— Reid Hoffman, CEO of LinkedIn, Co-Founder of Inflection.AI, September 2023
Gary Marcus: Reid, if you are listening, Gary is in for your bet, for $100,000.
I put it up on Manifold. Subject to specifying the terms, I would be on Marcus’ side of this for size, as is Michael Vassar, as is Eliezer Yudkowsky.
Only issue is we don't have exact terms (and we don't know if Reid would actually accept for size, although he's definitely good for it if he did.)
If the bet is formalized and made, then this question will resolve to the outcome of the wager, or my judgment of who should have won the wager if the sides dispute who won.
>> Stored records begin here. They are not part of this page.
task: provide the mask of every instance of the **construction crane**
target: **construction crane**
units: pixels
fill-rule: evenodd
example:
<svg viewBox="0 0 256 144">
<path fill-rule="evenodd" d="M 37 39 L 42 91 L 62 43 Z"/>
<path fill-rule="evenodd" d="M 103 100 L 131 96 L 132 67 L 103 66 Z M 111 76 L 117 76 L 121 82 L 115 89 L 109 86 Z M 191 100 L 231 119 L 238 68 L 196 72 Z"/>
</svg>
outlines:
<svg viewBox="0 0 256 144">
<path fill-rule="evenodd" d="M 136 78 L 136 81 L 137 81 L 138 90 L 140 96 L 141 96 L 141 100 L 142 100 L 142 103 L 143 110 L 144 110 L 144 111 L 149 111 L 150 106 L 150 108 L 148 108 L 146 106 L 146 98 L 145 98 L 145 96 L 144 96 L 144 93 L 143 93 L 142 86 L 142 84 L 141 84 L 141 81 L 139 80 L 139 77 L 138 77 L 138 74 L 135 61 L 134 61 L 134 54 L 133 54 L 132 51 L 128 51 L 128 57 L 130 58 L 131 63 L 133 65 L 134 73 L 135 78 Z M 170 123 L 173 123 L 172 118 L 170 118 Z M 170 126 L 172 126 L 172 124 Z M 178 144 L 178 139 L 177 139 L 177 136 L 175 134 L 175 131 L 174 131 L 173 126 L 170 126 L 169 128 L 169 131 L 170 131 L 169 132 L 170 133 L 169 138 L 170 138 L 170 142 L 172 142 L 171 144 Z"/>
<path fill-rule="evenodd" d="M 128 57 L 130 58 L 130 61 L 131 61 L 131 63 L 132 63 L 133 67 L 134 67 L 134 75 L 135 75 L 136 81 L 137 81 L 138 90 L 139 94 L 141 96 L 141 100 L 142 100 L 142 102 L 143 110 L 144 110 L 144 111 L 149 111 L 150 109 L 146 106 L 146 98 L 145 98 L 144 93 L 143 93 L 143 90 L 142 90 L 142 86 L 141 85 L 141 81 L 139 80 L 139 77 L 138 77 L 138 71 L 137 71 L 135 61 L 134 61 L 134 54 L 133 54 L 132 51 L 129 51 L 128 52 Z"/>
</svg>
If the bet is never formalized, this resolves to YES if there exists by May 1, 2024 an LLM, that is at least as otherwise capable as GPT-4, that hallucinates in typical conversations on questions where human experts exist at most (about as) often as human experts hallucinate when asked similar questions, to the point where you would treat the opinion as similarly reliable to an expert in terms of checking for hallucinations (fudge factor of 25% or so of the expert rate would be acceptable). Amount of effort and experimentation that goes into resolution will be proportional to trading activity.
Formalizations of terms and resolution are invited in the comments - if there's a good one, I will switch to that as the resolution if the bet is not formalized otherwise.
Standard other Zvi house rules apply (e.g. if this goes to >95% or <5% persistently and I am confident in the outcome I will resolve early, spirit of the question wins in case of ambiguity, etc.)
How to get a baseline for how often human experts hallucinate — after defining hallucination, that is. How expert? By what criteria? Delivering expertise in what context? Say it’s a golf question. Does expert have to be a winner of a major or just a scratch golfer? Golf Channel commentator only? Elite coach? If the question is about equipment can a Callaway engineer weigh in? What if it’s about the development of women’s golf in South Korea this century, is Rickie Fowler an expert on that? What if it’s about the best drill I Clubmaster Transparent can do to improve my putting? Pretty sure that doesn’t need any of the above.
@ClubmasterTransparent For the non-golfers, South Korean players are indeed a force in professional women’s golf, I didn’t hallucinate THAT.
Can get very low hallucination rate by always saying "I don't know". This isn't even cheating that much, as human experts are much less likely to know the answer to any question.
Also interested if this is comparing to a human expert with a library and similar, or a human expert in conversation.
/
@zkmtx Hm, I think Zvi is an unusually conscientious market creator and put a lot of thought into how to operationalize this market well. If you don't like his criteria here, you can either suggest improvements, or set up your own market with better criteria!
Does the answer have to come purely from inference on the network's weights, or is the model allowed to post-process with RAG or something in that vein?
If only sheer model weights are allowed, then I think it's close to mathematically provable that there will always be hallucinations. The model is only so large and can't encode infinitely many facts without "lossy compression". If RAG-style verification is allowed, then it's just a matter of engineering and therefore only a matter of time (whether by May 2024 or not).
@apetresc If I am judging: You are allowed to use scaffolding, provided it does not impose unreasonable additional costs, and people would actually use the resulting overall system for their general LLM interactions or as parts of various systems.